The Section contains research in the philosophy of science, cognitive philosophy, epistemology, and philosophy of language, with different thematic directions. Some strands of inquiry consist of the philosophy of geometry, epistemology referring particularly to computational epistemology, the analysis of abductive reasoning, and the critical analysis of science and technology, also with reference to the topic of human values and the problem of violence.

A further strand is an investigation in analytic epistemology (evidence and a priori) also in connection with the philosophy of language (truth, realism, and anti-realism) and social epistemology, with further reference to the relations between epistemology and ethics with regard to such notions as justification and responsibility.

Research in moral philosophy is concerned with the history of modern and contemporary ethics and various questions of theoretical ethics, both metaethical (objectivity, relativism) and normative (moral responsibility, deontology, consequentialism) in nature, including questions of applied ethics and bioethics.
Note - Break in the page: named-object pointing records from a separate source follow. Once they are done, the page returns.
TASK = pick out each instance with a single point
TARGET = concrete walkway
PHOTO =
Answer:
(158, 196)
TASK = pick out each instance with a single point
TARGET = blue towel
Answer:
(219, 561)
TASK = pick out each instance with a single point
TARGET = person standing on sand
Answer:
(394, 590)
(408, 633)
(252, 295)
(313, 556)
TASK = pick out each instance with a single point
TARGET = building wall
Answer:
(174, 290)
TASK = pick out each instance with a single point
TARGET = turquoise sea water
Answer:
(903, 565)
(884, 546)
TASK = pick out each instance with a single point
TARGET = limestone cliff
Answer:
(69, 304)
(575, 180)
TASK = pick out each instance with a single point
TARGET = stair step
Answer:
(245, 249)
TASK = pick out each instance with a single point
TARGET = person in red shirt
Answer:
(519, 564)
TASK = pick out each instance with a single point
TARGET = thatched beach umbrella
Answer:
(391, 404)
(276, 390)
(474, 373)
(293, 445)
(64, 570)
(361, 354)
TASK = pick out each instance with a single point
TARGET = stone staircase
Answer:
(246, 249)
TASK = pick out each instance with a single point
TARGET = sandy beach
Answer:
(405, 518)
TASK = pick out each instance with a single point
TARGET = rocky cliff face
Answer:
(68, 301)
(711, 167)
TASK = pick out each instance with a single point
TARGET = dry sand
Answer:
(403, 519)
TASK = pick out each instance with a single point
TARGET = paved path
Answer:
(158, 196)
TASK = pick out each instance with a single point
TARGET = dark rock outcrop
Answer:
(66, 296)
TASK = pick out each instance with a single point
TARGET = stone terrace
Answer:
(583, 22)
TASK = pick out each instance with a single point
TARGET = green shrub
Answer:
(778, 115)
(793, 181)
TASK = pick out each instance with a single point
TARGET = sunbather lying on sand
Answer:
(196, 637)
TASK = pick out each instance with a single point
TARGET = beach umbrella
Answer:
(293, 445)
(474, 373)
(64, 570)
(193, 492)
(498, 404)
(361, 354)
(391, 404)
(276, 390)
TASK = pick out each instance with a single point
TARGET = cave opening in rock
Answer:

In addition to the focus on the historical dimension of aesthetics, research in the latter area, with particular emphasis on analytic aesthetics, is oriented toward the analysis of aesthetic normativity.

Pedagogical Research

Research in pedagogy also moves on several fronts, historical, theoretical, and experimental in nature. Research concerns the analysis of pedagogical devices and educational practices from a diachronic perspective, accompanied by the study of the connections between ideologies, strategies, and materiality in educational phenomena over the long term: the history of schools, school practices, and teacher training, as well as the history of the body as an object of education and the history of school evaluation, between yesterday and today.

Another strand of inquiry, related to the previous ones, concerns the pedagogy of childhood, preschool contexts, the study of the nature of childhood play and its meaning, observation, and promotion.

Psychological Research

Finally, psychologically oriented research, on the one hand, concerns the psychology of emotions - particularly the cognitive and neurophysiological mechanisms underlying emotional experience and its influence on social behavior and social cognition, that is, the study, including on an experimental basis, of the social interactions that enable the understanding of others' minds (mental and emotional states).

Within the field of dynamic psychology, research focuses on the study of normative and pathological developmental processes of the child's mind and, in this context, the role of epistemic trust. Research also concerns the study of personality assessment tools and the effectiveness of psychodynamic psychotherapy.